Rumiana Stoilova is Professor and Director of the Institute for the Study of Societies and Knowledge at BAS. Her research interests and expertise are focused on the international comparative research on transitions from education to work in Europe; integration of youth into the labour market; impact of education and gender on stratification; social trust and mechanisms for obtainment of equal access to educational opportunities; impact on welfare state on groups in risk of poverty and exclusion. Rumiana Stoilova is a principal investigator of the BSRP School-to-Work project in partnership with Christian Imdorf from the University of Basel.

Pepka Boyadjieva is Professor at the Institute for the Study of Societies and Knowledge at BAS. Her research interests are in the field of education with emphasis on higher education, lifelong learning and school to work transition. Professor Boyadjieva teaches courses of Sociology of education at Sofia University “St. Kliment Ohridski” and New Bulgarian University. She is Honorary professor of Sociology of education at the University of Nottingham and member of the Editorial Board of the ISA’s SSIS series Sage Studies in International Sociology Books and of International Journal of Lifelong Education. Pepka Boyadjieva is an expert to the EU Commission and one of the Bulgarian leading researchers in the BSRP School-to-Work project.

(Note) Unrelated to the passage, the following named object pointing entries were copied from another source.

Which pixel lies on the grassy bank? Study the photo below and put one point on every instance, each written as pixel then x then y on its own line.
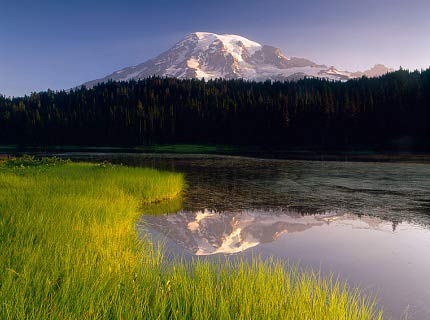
pixel 69 251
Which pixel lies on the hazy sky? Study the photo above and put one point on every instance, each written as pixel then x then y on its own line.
pixel 60 44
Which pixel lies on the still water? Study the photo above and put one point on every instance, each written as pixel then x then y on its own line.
pixel 367 223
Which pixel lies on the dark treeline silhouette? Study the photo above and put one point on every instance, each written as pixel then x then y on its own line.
pixel 392 110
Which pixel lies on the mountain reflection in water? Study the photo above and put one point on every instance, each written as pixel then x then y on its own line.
pixel 208 232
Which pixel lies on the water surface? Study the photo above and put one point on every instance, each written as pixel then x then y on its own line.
pixel 367 223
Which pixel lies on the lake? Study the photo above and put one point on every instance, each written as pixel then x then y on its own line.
pixel 364 222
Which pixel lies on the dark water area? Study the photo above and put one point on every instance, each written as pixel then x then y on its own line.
pixel 365 222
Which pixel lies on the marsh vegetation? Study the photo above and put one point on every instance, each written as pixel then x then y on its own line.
pixel 70 250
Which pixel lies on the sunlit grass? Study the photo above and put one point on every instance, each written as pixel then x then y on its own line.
pixel 69 251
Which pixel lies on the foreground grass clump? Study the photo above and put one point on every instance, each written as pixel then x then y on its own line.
pixel 69 251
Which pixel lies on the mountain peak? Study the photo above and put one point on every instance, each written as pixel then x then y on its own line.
pixel 230 56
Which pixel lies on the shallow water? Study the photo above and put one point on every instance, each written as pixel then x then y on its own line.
pixel 368 223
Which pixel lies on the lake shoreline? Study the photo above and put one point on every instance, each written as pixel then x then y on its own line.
pixel 359 155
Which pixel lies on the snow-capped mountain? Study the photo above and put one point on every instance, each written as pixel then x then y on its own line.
pixel 209 55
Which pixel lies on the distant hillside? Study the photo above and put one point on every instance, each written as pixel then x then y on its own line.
pixel 389 111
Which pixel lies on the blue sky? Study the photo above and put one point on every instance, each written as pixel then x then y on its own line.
pixel 60 44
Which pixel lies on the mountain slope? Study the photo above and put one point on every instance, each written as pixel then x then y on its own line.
pixel 209 55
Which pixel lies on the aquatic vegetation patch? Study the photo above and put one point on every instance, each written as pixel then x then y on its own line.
pixel 69 250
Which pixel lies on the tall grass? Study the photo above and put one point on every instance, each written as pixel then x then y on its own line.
pixel 69 251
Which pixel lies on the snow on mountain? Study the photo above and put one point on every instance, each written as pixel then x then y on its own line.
pixel 209 55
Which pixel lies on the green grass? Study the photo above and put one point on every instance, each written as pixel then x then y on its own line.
pixel 69 250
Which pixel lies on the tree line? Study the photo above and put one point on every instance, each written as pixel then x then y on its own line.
pixel 389 111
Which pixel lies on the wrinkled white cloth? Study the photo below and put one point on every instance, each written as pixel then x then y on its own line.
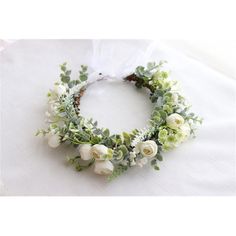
pixel 28 68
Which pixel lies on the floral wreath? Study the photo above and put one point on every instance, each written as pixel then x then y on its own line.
pixel 170 123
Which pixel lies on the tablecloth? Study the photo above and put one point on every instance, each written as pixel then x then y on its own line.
pixel 201 166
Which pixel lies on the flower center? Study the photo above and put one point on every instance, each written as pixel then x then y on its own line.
pixel 95 155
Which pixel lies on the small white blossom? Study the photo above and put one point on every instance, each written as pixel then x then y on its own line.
pixel 142 162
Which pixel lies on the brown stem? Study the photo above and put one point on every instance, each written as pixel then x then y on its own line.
pixel 135 78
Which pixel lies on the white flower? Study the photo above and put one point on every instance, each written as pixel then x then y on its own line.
pixel 98 151
pixel 142 162
pixel 77 87
pixel 185 130
pixel 60 89
pixel 85 151
pixel 103 167
pixel 132 155
pixel 132 163
pixel 174 121
pixel 148 148
pixel 53 140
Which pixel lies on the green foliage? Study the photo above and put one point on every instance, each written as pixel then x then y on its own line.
pixel 75 129
pixel 120 169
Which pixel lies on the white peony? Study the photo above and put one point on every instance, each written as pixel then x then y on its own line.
pixel 98 151
pixel 53 140
pixel 103 167
pixel 148 148
pixel 85 151
pixel 174 121
pixel 185 130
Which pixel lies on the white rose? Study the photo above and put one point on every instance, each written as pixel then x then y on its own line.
pixel 174 121
pixel 53 140
pixel 60 89
pixel 85 151
pixel 148 148
pixel 103 167
pixel 98 151
pixel 175 97
pixel 185 130
pixel 142 162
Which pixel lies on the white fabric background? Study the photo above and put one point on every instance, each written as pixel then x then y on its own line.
pixel 203 166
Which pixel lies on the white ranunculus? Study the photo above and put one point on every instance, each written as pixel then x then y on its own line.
pixel 60 89
pixel 185 130
pixel 85 151
pixel 53 140
pixel 142 162
pixel 148 148
pixel 98 151
pixel 174 121
pixel 103 167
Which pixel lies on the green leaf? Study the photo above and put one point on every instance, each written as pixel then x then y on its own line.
pixel 159 157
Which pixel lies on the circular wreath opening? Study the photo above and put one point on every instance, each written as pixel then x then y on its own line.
pixel 116 104
pixel 170 124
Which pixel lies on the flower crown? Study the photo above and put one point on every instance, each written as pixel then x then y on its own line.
pixel 170 123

Petya Ilieva-Trichkova is Assistant at the Institute for the Study of Societies and Knowledge, Bulgarian Academy of Sciences. Her research interests are in the area of higher education, graduate employability and social justice. In the period between 2010 and 2013 she was a Marie Curie fellow in the FP7 project EduWel Education as Welfare. Her host institution was Adam Mickiewicz University in Poznan where she is a PhD student in Philosophy. Petya Ilieva-Trichkova is a member of the research team of the BSRP School-to-Work project.

Lachezar Marius Nyagolov is Sociologist at the Institute for the Study of Societies and Knowledge, Bulgarian Academy of Sciences. His research interests are in the area of education, new types of employment and labor market entry of graduates. He is PHD student at the Institute for the Study of Societies and Knowledge and a member of the research team of the BSRP School-to-Work project.

Dr. Elitsa Dimitrova is a researcher working in the field of Population Studies and the Sociology of the Family. She has an extensive training in social science research methodology (qualitative and quantitative methods) and in formal demography from the Max Plank Institute for Demographic Research, Germany and from the University of Michigan, USA. Elitsa Dimitrova participated in several international projects related to the recent family and fertility changes in European countries and in public evaluation of family policy effectiveness.

SWISS RESEARCH TEAM

Department of Social Sciences, Social Research and Methodology Group, University of Basel

Christian Imdorf is a full professor in the sociology of education at the Leibniz University Hannover. His research projects focus on education systems and gendered school-to-work transitions, on new organisational and institutional forms of vocational training, on social inequality in higher education, and on labour market integration of disadvantaged young workers. He was a member of the TREE (Transitions from Education to Employment) panel survey management team and a coordinator of the Sociology of Education Research Network of the Swiss Sociological Association. He is the Swiss primary investigator of the BSRP School-to-Work project.

Franziska Bieri received her Ph.D. in Sociology from Emory University in Atlanta, USA. She is a faculty member at Indiana Tech's Global Leadership Doctoral Program and also teaches at the University of Maryland University College. Her areas of research include civil society & global governance and comparative labor markets. Dr. Bieri is the author of 'From Blood Diamonds to the Kimberley Process: How NGOs Cleaned Up the Global Diamond Industry'. Over the last decade, Franziska Bieri has taught Sociology courses at Emory University, Morehouse College, the University of North Georgia, and the University of Maryland University College. She is one of the Swiss researchers in the BSRP School-To-Work Project.